Patients in this open-label, multicenter trial were randomized to either tailored (n=81) or control (n=81) groups. Controls received a fixed dose of rituximab infusion at Days 0 and 14 following randomization, then at six, 12 and 18 months after the first doses. The tailored patients received the same dose at randomization with reinfusion only when the CD19+ lymphocytes or ANCA reappeared, or ANCA titer rose markedly based on trimestrial testing.
The patients received intravenous methylprednisolone (100 mg), dexchlorpheniramine (5 mg) and acetaminophen (1,000 mg) before all rituximab infusions. Most were taking low-dose prednisone at randomization, which could be tapered and stopped or maintained at 5 mg/day at the discretion of the site investigator.

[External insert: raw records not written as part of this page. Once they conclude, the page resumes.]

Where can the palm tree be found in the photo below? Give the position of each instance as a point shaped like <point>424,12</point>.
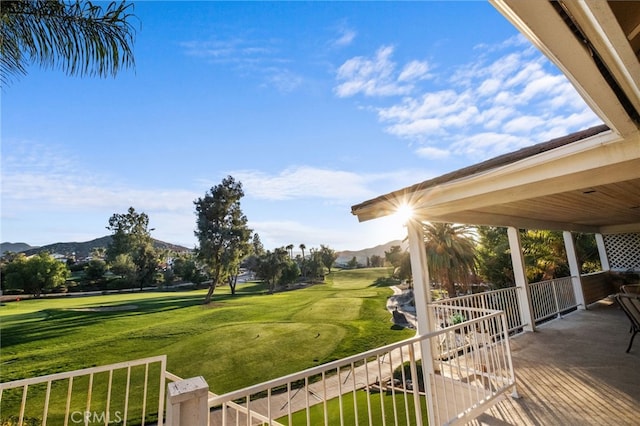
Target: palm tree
<point>78,37</point>
<point>302,263</point>
<point>450,253</point>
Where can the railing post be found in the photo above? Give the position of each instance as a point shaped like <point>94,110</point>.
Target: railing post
<point>524,295</point>
<point>602,252</point>
<point>422,298</point>
<point>555,298</point>
<point>187,402</point>
<point>574,268</point>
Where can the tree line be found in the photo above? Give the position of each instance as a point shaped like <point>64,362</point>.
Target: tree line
<point>458,255</point>
<point>226,245</point>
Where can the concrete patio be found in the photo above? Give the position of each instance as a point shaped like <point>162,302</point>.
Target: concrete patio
<point>574,371</point>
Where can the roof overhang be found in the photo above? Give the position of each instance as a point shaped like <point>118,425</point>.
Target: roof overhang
<point>585,182</point>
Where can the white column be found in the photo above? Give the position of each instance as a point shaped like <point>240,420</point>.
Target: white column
<point>574,268</point>
<point>602,252</point>
<point>520,276</point>
<point>420,273</point>
<point>422,298</point>
<point>187,403</point>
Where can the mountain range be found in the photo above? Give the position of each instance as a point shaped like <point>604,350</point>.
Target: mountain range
<point>78,249</point>
<point>84,249</point>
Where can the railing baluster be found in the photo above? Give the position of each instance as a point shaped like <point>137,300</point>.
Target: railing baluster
<point>23,404</point>
<point>108,409</point>
<point>340,397</point>
<point>144,392</point>
<point>69,390</point>
<point>415,386</point>
<point>45,414</point>
<point>355,397</point>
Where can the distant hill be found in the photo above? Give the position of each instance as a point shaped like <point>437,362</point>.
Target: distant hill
<point>14,247</point>
<point>361,255</point>
<point>83,249</point>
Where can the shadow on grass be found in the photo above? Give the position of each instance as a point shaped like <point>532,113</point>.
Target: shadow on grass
<point>53,323</point>
<point>385,282</point>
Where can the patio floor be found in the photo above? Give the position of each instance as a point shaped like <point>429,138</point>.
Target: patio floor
<point>574,371</point>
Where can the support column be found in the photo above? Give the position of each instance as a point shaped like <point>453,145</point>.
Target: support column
<point>422,299</point>
<point>420,273</point>
<point>187,403</point>
<point>574,268</point>
<point>520,276</point>
<point>602,252</point>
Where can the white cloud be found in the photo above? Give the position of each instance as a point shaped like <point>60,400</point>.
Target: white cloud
<point>508,97</point>
<point>345,37</point>
<point>415,70</point>
<point>283,80</point>
<point>304,182</point>
<point>374,76</point>
<point>432,152</point>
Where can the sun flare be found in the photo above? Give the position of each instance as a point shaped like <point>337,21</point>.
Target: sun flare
<point>404,213</point>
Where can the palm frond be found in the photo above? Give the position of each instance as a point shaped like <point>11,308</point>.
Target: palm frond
<point>78,37</point>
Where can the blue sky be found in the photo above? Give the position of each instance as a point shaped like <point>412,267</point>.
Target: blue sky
<point>312,106</point>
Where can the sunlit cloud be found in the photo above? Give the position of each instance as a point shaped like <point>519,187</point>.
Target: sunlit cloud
<point>432,152</point>
<point>508,97</point>
<point>345,37</point>
<point>377,76</point>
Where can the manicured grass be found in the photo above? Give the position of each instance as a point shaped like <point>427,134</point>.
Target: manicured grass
<point>367,405</point>
<point>235,342</point>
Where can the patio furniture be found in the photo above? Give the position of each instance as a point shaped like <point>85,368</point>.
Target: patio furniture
<point>630,304</point>
<point>630,288</point>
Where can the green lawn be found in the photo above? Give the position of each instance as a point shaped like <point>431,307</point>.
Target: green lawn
<point>235,342</point>
<point>367,405</point>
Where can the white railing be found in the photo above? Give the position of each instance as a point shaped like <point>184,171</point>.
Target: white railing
<point>505,300</point>
<point>552,298</point>
<point>388,385</point>
<point>121,393</point>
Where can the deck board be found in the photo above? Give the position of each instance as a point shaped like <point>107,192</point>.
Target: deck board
<point>574,371</point>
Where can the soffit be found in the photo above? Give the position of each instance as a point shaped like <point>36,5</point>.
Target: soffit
<point>589,185</point>
<point>587,182</point>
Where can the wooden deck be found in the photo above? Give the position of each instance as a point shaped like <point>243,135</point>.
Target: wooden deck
<point>574,371</point>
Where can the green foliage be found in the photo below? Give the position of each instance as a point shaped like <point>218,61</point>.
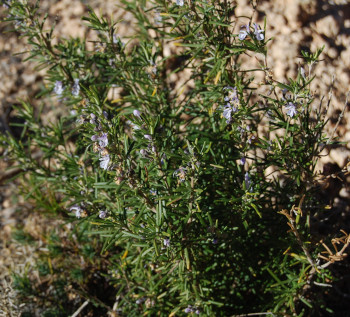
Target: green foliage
<point>169,180</point>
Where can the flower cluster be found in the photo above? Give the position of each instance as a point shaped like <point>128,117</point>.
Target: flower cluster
<point>190,309</point>
<point>77,210</point>
<point>291,109</point>
<point>58,88</point>
<point>245,31</point>
<point>76,87</point>
<point>232,104</point>
<point>101,142</point>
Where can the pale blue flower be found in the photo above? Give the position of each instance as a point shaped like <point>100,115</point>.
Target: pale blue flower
<point>291,110</point>
<point>157,18</point>
<point>232,105</point>
<point>180,174</point>
<point>104,161</point>
<point>58,89</point>
<point>76,88</point>
<point>247,180</point>
<point>137,113</point>
<point>102,139</point>
<point>189,309</point>
<point>102,214</point>
<point>243,33</point>
<point>166,242</point>
<point>77,210</point>
<point>259,34</point>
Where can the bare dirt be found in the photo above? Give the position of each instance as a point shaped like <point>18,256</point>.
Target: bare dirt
<point>293,25</point>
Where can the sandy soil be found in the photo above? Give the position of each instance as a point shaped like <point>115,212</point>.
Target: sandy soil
<point>293,25</point>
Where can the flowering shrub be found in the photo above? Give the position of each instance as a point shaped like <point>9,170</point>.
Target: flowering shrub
<point>185,196</point>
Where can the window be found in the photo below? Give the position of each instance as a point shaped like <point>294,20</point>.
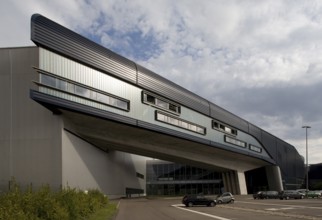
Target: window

Statistical analysis was performed on an intention-to-treat basis. Study visits occurred at enrollment and then every three months until the endpoint, 28 months following randomization. At each visit, a Birmingham Vasculitis Activity Score (BVAS) was calculated. Patients were asked to record their study medication(s) in a weekly diary. ANCA testing and CD19+ B cell counts for a given patient were always determined in the same laboratory.
The primary endpoint was the number of relapses (defined as new, reappearing symptom[s] or a worsening BVAS) at Month 28, as judged by an independent adjudication committee. The committee was blinded to treatment group.